A chi non è dentro le segrete cose, il tutto pare una specie di serial televisivo di seconda categoria, di quelli che vanno in onda, appunto, in estate. Eppure, visto che sono coinvolti i due maggiori quotidiani nazionali, forse la posta in gioco è veramente grossa e solo gli sviluppi futuri chiariranno la trama effettiva. Un’altra chiave di lettura potrebbe essere un regolamento di conti non politico, ma tra i cosiddetti “poteri forti”, in ciò che sembrerebbe l’ultima fase della guerra di successione a Gianni Agnelli, considerato, a sproposito secondo chi scrive, il monarca della nostra “grande” imprenditoria, del tutto a sproposito secondo chi scrive. Per un certo tempo, sembrò che il successore potesse essere proprio Tronchetti Provera, ma la debacle in Telecom ha vanificato questa ipotesi.

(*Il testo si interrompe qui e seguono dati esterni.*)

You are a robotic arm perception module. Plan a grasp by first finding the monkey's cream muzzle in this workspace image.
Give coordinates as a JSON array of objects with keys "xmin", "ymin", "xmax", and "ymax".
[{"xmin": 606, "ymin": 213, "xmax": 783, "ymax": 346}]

Berlusconi non è mai stato in corsa, essendo considerato “esterno” o, più precisamente, un parvenu, e comunque ora gioca un’ altra partita, quella politica. Dei grandi industriali di un tempo è rimasto, pur azzoppato, solo De Benedetti, ultimamente distintosi peraltro soprattutto per proficue operazioni in Borsa, spesso a danno dei piccoli azionisti: ma in questo non ha fatto altro che seguire la prassi vigente nel nostro mondo finanziario.
L’impressione è che stia seguendo le orme dei grandi banchieri che negli ultimi tempi hanno cercato di usare il loro potere economico e mediatico per condizionare il mondo politico ed intrecciarsi ad esso. La caduta di Prodi e del suo comitato d’ affari (delle cui attenzioni Telecom è stata pesantemente oggetto), la sua sostituzione con Berlusconi e la sua cerchia di interessi, estranei o addirittura contrari ai passati ” poteri forti”, l’avvento alla testa di Confindustria di Emma Marcegaglia al posto di Montezemolo, cui si attribuiscono rinnovate velleità politiche, sono tutti elementi che potrebbero avvalorare l’ ipotesi di un De Benedetti che gioca in proprio nell’agone politico-economico, utilizzando la forza rilevante del Gruppo L’Espresso-Repubblica. Si giustificano quindi tutte le interpretazioni più maliziose, come quelle su un recentissimo articolo della Stampa che identificano Montezemolo come il nuovo Prodi, richiesto alla testa del PD dal quotidiano degli Agnelli. È anche da tener presente che si sta sfaldando il precario equilibrio che si reggeva sul groviglio di interessi, con relativo conflitto, al cui centro era proprio Montezemolo: capo della Fiat, e quindi della Stampa, presidente di Confindustria e quindi referente ultimo del Sole24Ore, e azionista di rilievo del Corsera. È probabile, infatti, che quanto prima si riapra lo scontro per il controllo di quest’ultimo, se non altro per mettere un freno alla situazione di stallo, per non dire di peggio, della RCS – Corriere della Sera. E visto lo sconquasso provocato dall’ultimo tentativo, per quanto risibile, in tal direzione, quello di Ricucci, possiamo essere sicuri che lo spettacolo continuerà. Noi uomini della strada dovremo stare ben attenti a non pagare un biglietto troppo salato.